Adesso prendi il viola | Giovanna Cinieri

– Anzitutto c’è il debito d’aria. Lo vedi? C’è l’assenza dell’aria. Gli manca, si vede.
Lei posa la mano sul vetro, cerca l’assenza dell’aria da toccare.
– Poi c’è il passaggio, ma è secondario al debito di vita: il passaggio da una parte all’altra che il corpo compie prima di trasformarsi, prima di essere ciò che è, potenzialmente, già dalla nascita. Voglio dire, è evidente il dolore, è evidente la sofferenza, ma non c’è alcun bisogno di parlare prima di questo – Lei sente il vetro del bancone frigo gelido, freddo come se pochi secondi prima fosse stato bollente.
– Il caos suggerisce immagini, diceva. Tu fallo diventare un lavoro sulle parole. Le parole che ti mancano.
Il bancone frigo è lungo quasi due metri ed alto uno. Dai due sportelli di vetro apribili in verticale, lei vede: pezzi di manzo rosso, carni bianche di coniglio, petti gialli di tacchino. Tranci di agnello con ossa sporgenti, occhi lasciati ancora nelle teste dei polli appesi a un gancio, carne macinata in vaschette di acciaio. Fette di fegato viola, cosce di maiale con ancora la pelle attaccata, e in fondo, su un vassoio luccicante di sangue, due cuori accesi, pieni, come se avessero dentro una polpa speciale, un ingrediente naturale messo lì per renderli così armoniosi, accostabili e tremendi. 

– Quello che devi fare è spostarti dall’immagine alla parola: sei davanti a una serie infinta di scene. Sotto ai tuoi occhi ci sono centinaia di immagini, è la tua memoria, ma sono anche le cose che hai intorno: devi sottrarle. Tutte, una per una. Ci riesci? – Le dita della mano scivolano, il vetro è appannato in corrispondenza della pelle.

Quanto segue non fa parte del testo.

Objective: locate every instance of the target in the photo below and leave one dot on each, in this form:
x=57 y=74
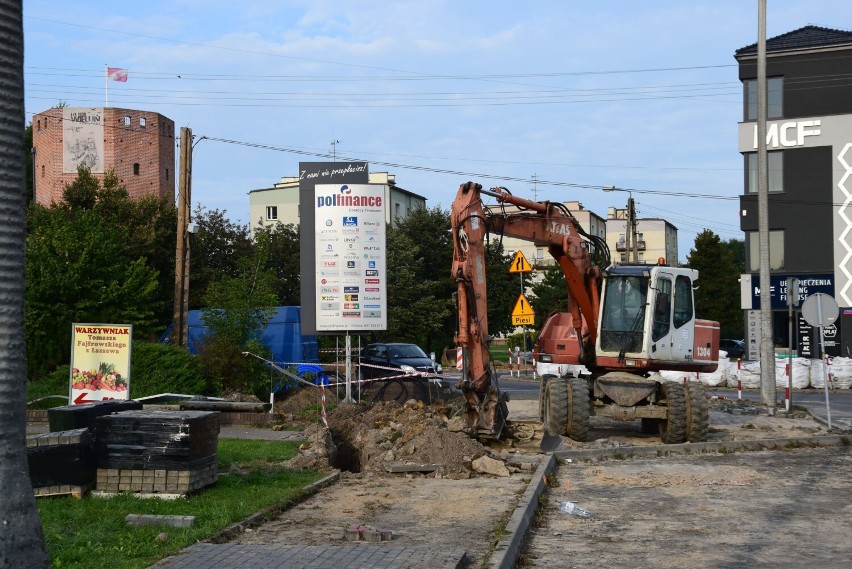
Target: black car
x=394 y=359
x=734 y=348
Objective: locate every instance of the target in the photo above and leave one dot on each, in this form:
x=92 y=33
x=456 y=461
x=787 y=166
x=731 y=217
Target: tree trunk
x=21 y=537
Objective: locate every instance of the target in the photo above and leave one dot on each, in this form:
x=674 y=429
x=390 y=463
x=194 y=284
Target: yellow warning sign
x=523 y=320
x=520 y=263
x=523 y=310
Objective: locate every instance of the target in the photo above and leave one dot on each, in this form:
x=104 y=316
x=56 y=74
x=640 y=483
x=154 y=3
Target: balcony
x=621 y=245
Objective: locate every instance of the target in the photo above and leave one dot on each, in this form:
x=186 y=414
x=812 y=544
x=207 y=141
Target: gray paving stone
x=354 y=556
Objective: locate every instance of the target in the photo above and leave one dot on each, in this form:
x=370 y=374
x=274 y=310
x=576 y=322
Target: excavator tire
x=673 y=429
x=697 y=413
x=651 y=426
x=555 y=406
x=577 y=423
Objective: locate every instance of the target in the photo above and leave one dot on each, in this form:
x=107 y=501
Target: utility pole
x=767 y=349
x=632 y=244
x=181 y=306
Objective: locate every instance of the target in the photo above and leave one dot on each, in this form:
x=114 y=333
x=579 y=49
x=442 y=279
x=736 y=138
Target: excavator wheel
x=555 y=406
x=673 y=428
x=577 y=423
x=566 y=407
x=651 y=426
x=697 y=413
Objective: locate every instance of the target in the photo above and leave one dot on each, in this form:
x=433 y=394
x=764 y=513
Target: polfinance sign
x=351 y=268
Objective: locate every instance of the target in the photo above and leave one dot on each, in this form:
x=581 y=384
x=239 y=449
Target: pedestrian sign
x=523 y=313
x=520 y=263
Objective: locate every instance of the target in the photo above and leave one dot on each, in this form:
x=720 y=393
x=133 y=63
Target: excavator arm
x=543 y=223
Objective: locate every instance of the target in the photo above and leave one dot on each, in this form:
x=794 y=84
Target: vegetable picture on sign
x=100 y=362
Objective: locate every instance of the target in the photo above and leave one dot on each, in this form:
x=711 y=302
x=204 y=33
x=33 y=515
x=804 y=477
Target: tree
x=414 y=313
x=239 y=307
x=284 y=261
x=151 y=221
x=21 y=540
x=426 y=233
x=716 y=297
x=80 y=269
x=215 y=249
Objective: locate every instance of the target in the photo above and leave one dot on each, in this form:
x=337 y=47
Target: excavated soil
x=453 y=492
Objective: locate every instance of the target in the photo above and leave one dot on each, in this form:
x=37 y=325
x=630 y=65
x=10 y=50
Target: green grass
x=92 y=533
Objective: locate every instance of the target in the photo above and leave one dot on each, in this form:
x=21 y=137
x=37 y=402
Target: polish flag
x=117 y=74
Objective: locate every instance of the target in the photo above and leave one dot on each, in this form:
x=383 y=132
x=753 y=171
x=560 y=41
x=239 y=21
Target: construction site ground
x=676 y=507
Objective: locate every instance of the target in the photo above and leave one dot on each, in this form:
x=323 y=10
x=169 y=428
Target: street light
x=632 y=245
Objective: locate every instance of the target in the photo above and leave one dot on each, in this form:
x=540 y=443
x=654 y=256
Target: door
x=683 y=320
x=660 y=346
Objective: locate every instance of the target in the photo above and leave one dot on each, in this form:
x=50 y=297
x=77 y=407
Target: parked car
x=391 y=359
x=734 y=348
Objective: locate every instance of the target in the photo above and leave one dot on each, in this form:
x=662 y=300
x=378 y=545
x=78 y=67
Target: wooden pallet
x=62 y=490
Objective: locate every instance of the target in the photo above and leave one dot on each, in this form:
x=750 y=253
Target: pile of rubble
x=412 y=438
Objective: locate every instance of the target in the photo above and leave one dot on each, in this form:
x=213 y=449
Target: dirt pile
x=390 y=437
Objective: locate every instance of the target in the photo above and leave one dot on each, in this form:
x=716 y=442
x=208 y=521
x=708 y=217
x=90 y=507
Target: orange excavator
x=602 y=357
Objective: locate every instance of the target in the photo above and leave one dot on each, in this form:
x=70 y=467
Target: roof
x=803 y=38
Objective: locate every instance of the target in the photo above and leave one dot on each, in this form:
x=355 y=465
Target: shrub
x=165 y=368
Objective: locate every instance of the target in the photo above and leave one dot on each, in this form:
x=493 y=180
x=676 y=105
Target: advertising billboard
x=100 y=362
x=351 y=272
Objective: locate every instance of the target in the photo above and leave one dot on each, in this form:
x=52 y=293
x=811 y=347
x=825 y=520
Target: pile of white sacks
x=806 y=373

– Cosa vi servo? – chiede loro il macellaio, un uomo anziano: camice chiaro, pulito, stirato, cuffietta fermacapelli, occhiali da vista trasparenti, minuscolo sguardo su una vastità che neanche lui conosce, lì sotto le sue mani, selvatica e a pezzi.
– Due fettine da fare in padella – dice lei, ma non guarda il macellaio, guarda con approssimazione i contorni di Livio. Il che vuol dire che lo percorre, lato per lato, ne sente il calore, sente Livio stare nel locale, stare lì fermo, col peso tutto sulla gamba sinistra, in contemplazione delle carni, lo guarda favorendone i confini ma perdendone l’insieme. Quando si avviano verso la porta di uscita, lei con la busta della carne da fare in padella, lui con le chiavi dell’auto già in mano, avverte quel sentore familiare, di cui, però, adesso che è più grande, ha paura.
Come un buco nero che piega la luce, e di quella restituisce solo echi, Maria ha il sentore di riuscire a fare altrettanto con le cose della vita, risucchiarle e farle finire altrove, e di arrivare finanche al piegamento dei campi magnetici quando al posto di avere Livio, avvicina a sé altri uomini, per il solo desiderio di congiungersi con loro, e terminare quel processo che inizia quando crea.
Lo studio dove lavora, e dove da qualche mese dorme, è nel piano ammezzato di una palazzina di via Oberdan. Lei abita al terzo piano di quello stesso palazzo, ma ultimamente non vuole allontanarsi dalla tela. Nello studio, oltre a quella iniziata, ne ha cinque, terminate, non commissionate, eseguite per suo solo volere. Ma sono lavori di un anno fa. Poi Maria si è sospesa. Non è riuscita a fare nulla, finché non ha chiamato Livio al telefono. Una sera di fine marzo lui ha bussato, è entrato nello studio, ha visto le tele posate a terra, ha visto quella nella stanza rettangolare, in fondo alla parete più stretta, lasciata bianca a marcire di nulla.
– Cos’è questo? – le ha chiesto.
Maria è rimasta zitta.
– Quindi è lui.
– Sì, è lui.
– E non sai come fare.
– Non so come fare.
– E pensi che io ti debba aiutare.
– Tu devi.
– Ma non è più come venti anni fa, non dovresti neanche chiedermelo.
– Però tu devi.
– Sai almeno da dove iniziare?
– Non lo so.
– Ma c’hai pensato o non vuoi?
– Non lo so.
– Siediti.
Maria, non avendo un divano nello studio, si è seduta su una sedia pieghevole portata dal piano di sopra. Non si è neanche tolta il cappotto. Livio invece sì. Poi si è accostato a Maria, restando in piedi, si è girato e insieme hanno guardato una tela bianca.
– Quindi è lui.
– Sì, è lui.
– Ora iniziamo.

La mattina dopo hanno iniziato: Livio è tornato con quattro blocchi di fotocopie, alcuni libri e una serie di stampe a colori.
– Come prima cosa: i concetti che ha detto. Devi ripercorrerli, ti servono. Che parole ha usato lui? Per dire se stesso, che cosa ha detto?
Maria guarda tutti quei fogli legati con uno spago.
– Perché ha iniziato a piegarsi? Perché ha iniziato a piegare i corpi?
– Perché doveva farli entrare nelle gabbie.
– E perché aveva bisogno di farli entrare nelle gabbie?
– Perché voleva essere liberato.
– Non voleva essere libero, voleva essere liberato?
– Sì.
– Da chi?
– Non lo so.
– Lo sai.
– Dal padre?
– Non da che cosa. Da chi.
– Dall’amore?

– Dall’amore. Voleva essere liberato dall’amore. Il padre è una cosa, l’amore è una persona.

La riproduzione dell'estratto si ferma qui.